Distiset¶
Distilabel pipelines return a special type of dataset: Distiset
.
This class is a wrapper around datasets.Dataset
which comes with some extra functionality to easily deal with the dataset pieces that a Pipeline
can generate.
from distilabel.distiset import Distiset
from datasets import Dataset
ds = Distiset(
{
"leaf_step_1": Dataset.from_dict({"instruction": [1, 2, 3]}),
"leaf_step_2": Dataset.from_dict(
{"instruction": [1, 2, 3, 4], "generation": [5, 6, 7, 8]}
),
}
)
This object works like a python dictionary (the same approach followed by datasets.DatasetDict
), where each key corresponds to one of the leaf_steps
from a Pipeline
.
Note
If there's only one leaf node i.e. only one step at the end of the Pipeline
, then the configuration name won't be the name of the last step, but it will be set to default instead, as that's more aligned with standard datasets within the Hugging Face Hub.
Distiset methods¶
We can interact with the different pieces generated by the Pipeline
and treat them as different configurations
. The Distiset
contains just two methods:
Train/Test split¶
Which easily does the train/test split partition of the dataset for the different configurations or subsets.

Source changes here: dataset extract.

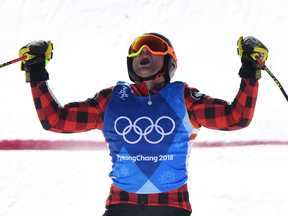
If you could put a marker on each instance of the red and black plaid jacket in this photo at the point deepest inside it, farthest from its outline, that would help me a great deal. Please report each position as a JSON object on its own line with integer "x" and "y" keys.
{"x": 202, "y": 110}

>>> ds.train_test_split(train_size=0.9)
Distiset({
leaf_step_1: DatasetDict({
train: Dataset({
features: ['instruction'],
num_rows: 2
})
test: Dataset({
features: ['instruction'],
num_rows: 1
})
})
leaf_step_2: DatasetDict({
train: Dataset({
features: ['instruction', 'generation'],
num_rows: 3
})
test: Dataset({
features: ['instruction', 'generation'],
num_rows: 1
})
})
})
Push to Hugging Face Hub¶
Pushes the internal subsets to a Hugging Face repo, where each one of the subsets will be a different configuration, so it's easy to download them and continue working with any of the pieces.
ds.push_to_hub(
"my_org/dataset",
commit_message="My first Distiset",
private=False,
token=os.getenv("HF_API_TOKEN"),
)
Dataset card¶
Having this special type of dataset comes with an added advantage. When calling Distiset.push_to_hub
:
We will have an automatic dataset card (an example can be seen here) with some handy information like reproducing the Pipeline
with the CLI
, or examples of the records from the different subsets.